Boa parte dos usuários, no entanto, desconhece a possibilidade de recorrer à ANS ou deixa de acompanhar os processos, afirma Leandro Farias, do movimento Chega de Descaso. Nesse caso, especialistas apontam dois destinos mais comuns. O primeiro, o SUS – desde 2001, já foram notificados mais de 3 milhões de atendimentos de usuários de planos de saúde na rede pública. O outro, a Justiça.
“Quando fala de urgência e emergência, o usuário dificilmente procura a agência, mas o Judiciário”, diz Ana Carolina Navarrete, do Idec. Um balanço de ações no Tribunal de Justiça de São Paulo contra planos de saúde mostra crescimento de 768% desde 2011 no volume em primeira instância. Em segunda instância, o aumento foi de 157%. Os dados são do Observatório de Judicialização da Saúde Suplementar, do Departamento de Medicina Preventiva da Faculdade de Medicina da USP. Casos de negativa ou exclusão de cobertura são quase metade das ações.
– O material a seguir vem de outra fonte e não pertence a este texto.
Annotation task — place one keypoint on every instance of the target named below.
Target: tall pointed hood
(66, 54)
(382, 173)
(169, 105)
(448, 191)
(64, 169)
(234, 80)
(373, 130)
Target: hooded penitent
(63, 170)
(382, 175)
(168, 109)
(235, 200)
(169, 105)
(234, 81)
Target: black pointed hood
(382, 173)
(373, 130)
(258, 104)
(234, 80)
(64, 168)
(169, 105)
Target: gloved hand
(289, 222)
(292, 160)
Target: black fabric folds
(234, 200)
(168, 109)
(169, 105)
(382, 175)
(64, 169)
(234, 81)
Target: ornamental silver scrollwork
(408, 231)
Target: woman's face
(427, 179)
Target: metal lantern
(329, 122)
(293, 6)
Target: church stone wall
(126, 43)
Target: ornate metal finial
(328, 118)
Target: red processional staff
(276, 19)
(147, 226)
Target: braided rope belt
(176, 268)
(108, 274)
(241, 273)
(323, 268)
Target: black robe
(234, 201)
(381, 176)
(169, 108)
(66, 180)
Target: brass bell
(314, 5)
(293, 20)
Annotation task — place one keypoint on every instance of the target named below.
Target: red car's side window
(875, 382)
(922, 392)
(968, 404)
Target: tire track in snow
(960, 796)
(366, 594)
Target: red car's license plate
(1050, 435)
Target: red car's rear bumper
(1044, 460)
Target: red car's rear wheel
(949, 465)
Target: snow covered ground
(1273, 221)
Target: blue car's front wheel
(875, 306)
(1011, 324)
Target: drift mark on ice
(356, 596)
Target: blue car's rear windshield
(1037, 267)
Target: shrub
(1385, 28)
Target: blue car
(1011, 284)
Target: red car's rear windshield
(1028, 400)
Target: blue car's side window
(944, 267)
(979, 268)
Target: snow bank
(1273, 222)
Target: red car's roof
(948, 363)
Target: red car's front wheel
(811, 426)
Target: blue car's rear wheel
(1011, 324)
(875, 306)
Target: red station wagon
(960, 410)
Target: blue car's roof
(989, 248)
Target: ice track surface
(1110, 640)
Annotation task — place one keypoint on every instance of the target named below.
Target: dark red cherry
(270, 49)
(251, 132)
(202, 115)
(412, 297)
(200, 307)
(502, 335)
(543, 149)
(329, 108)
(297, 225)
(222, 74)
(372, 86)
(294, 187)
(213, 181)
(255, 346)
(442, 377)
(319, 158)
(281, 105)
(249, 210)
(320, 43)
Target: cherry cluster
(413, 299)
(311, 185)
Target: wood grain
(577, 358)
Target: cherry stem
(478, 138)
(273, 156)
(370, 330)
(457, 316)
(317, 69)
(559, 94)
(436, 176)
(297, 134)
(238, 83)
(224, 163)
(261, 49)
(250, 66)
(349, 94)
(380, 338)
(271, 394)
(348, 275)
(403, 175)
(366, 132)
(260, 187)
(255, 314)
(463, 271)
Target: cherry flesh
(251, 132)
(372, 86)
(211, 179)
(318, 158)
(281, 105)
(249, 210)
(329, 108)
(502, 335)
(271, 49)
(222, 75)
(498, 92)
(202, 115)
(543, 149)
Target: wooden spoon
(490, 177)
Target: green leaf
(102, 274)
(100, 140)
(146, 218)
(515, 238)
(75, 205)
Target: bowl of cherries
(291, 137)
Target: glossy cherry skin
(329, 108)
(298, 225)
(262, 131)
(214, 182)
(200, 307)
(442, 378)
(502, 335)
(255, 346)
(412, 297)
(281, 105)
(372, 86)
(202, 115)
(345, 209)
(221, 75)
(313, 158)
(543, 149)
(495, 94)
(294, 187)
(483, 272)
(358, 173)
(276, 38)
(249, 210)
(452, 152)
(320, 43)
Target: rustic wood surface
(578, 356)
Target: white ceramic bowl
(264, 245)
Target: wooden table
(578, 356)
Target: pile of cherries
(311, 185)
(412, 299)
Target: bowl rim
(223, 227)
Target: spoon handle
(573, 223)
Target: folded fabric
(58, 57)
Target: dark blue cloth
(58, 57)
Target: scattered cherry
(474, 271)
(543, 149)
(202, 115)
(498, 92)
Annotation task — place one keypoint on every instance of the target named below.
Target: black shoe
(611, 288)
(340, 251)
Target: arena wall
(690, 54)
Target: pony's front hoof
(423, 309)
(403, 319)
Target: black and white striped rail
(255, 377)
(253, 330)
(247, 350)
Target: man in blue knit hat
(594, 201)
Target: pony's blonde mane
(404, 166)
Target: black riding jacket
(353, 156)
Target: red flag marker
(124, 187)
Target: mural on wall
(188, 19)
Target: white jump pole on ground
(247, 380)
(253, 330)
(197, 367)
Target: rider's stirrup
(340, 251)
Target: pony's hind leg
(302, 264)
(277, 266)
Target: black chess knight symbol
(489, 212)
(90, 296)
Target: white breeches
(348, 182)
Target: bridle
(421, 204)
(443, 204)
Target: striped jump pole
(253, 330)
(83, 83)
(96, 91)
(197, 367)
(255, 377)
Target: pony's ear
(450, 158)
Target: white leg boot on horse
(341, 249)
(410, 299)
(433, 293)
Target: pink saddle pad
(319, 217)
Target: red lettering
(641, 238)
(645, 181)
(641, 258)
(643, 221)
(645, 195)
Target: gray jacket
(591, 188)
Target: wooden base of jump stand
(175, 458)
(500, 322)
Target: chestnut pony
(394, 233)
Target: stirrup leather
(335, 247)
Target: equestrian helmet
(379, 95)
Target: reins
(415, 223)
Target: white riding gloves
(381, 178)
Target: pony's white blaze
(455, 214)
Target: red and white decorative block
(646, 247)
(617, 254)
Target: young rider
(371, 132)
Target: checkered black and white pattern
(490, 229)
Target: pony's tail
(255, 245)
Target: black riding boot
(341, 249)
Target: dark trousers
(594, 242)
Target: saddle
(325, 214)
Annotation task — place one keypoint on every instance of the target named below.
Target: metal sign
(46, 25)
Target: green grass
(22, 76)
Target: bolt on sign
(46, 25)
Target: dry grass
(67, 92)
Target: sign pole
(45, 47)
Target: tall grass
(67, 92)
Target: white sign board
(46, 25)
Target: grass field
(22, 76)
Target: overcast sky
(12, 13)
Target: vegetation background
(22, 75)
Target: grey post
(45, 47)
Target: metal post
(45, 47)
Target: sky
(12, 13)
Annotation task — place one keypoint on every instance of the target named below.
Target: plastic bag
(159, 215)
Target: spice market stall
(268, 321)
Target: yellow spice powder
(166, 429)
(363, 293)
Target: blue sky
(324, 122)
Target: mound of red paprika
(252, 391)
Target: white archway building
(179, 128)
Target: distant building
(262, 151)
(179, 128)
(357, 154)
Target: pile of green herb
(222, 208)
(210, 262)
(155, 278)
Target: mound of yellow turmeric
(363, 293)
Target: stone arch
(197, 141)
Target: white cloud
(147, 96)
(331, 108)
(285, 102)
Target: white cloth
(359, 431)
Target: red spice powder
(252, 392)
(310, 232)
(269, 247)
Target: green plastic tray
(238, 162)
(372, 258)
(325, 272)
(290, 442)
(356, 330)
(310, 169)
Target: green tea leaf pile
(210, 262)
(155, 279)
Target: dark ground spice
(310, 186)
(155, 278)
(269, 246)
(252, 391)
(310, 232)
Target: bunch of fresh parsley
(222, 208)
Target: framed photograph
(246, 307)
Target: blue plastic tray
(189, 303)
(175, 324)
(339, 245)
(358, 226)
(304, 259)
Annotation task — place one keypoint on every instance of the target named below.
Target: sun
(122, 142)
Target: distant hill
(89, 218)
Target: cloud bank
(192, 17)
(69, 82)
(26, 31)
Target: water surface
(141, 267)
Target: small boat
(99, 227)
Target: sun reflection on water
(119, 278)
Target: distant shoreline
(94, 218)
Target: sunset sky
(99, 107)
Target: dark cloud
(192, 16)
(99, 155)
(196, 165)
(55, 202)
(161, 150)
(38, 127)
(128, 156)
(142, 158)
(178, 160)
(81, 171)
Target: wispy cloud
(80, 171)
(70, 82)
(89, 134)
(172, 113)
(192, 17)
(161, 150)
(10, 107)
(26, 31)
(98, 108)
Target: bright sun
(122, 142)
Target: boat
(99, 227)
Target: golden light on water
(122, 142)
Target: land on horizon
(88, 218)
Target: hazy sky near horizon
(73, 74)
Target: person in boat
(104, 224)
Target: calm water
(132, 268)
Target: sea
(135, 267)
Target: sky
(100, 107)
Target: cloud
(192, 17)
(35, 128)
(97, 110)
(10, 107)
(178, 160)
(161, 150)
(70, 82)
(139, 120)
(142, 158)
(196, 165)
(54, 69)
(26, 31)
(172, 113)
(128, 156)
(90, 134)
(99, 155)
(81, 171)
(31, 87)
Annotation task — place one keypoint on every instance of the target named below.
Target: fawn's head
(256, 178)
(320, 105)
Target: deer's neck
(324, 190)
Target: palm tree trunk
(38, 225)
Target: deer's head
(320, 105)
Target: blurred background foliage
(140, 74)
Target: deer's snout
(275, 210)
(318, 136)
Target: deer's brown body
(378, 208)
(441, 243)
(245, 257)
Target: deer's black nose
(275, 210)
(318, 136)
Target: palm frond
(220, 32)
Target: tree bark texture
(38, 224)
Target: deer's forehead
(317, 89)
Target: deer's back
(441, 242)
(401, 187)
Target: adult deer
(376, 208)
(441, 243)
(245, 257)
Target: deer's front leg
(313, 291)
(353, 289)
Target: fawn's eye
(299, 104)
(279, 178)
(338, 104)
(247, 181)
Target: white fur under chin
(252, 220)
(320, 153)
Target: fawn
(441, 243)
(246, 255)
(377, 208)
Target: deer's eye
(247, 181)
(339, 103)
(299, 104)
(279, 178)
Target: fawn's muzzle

“A judicialização cresce ano a ano”, diz o advogado Rafael Robba, para quem o problema, que repercute em todo o setor, se agrava diante da falta de punição. “As ferramentas para combater as abusividades são insuficientes”, afirma.
Outro lado
Representantes das operadoras de planos de saúde atribuem o baixo pagamento de multas a questionamentos sobre o valor e à falta de recursos do setor. “Se fizer essa estatística em todos os outros órgãos de fiscalização, vai encontrar números parecidos”, afirma Solange Mendes, presidente da FenaSaúde, associação que representa as principais empresas. “É porque há contestação. É um direito legítimo”, diz ela, para quem tem ficado “mais frequente” a ida ao Judiciário contras as multas.
Também representante das operadoras, a Abramge contesta o valor cobrado e diz que parte do não pagamento ocorre diante da falta de recursos do setor. “Por vezes, a soma das autuações supera o resultado econômico dos planos de saúde, tornando tal pagamento impraticável”, diz. Em nota, a associação defende ainda “rever com urgência as regras que definem a dosimetria das multas, equilibrando as penalidades aplicadas com a realidade financeira do setor”.
Mesma posição tem Solange Mendes, da FenaSaúde. “Negar cobertura de emergência é diferente de descumprir um prazo de atendimento. A própria agência busca corrigir isso”, diz ela, que admite que o valor das multas sai “da conta do consumidor”. “Por isso não é desejável impor multas altíssimas”, afirma. Para ela, a proposta apresentada na Câmara dos Deputados para reduzir o valor das multas é positiva. “Ela é menor e mais moderada do que a atual, mas é inibidora, sim, porque tem agravantes e aplicação coletiva”, diz.
Segundo a presidente da FenaSaúde, parte das queixas em relação à negativa de atendimento, tema que responde por 76% das multas hoje aplicadas, ocorre devido ao prazo para que a operadora possa verificar a necessidade do serviço. “Temos de tentar frear o nível do desperdício”, afirma. “Se recebo um pedido de cirurgia ortopédica, onde o médico informa que vai usar certos materiais, a operadora tem um padrão para isso. E para verificar precisa de tempo”, completa. Para ela, o total de reclamações e de multas é baixo diante do tamanho do setor – com cerca de 47 milhões de usuários. “O setor entrega o que vende. Não vou qualificar se bem ou mal. Mas entrega.”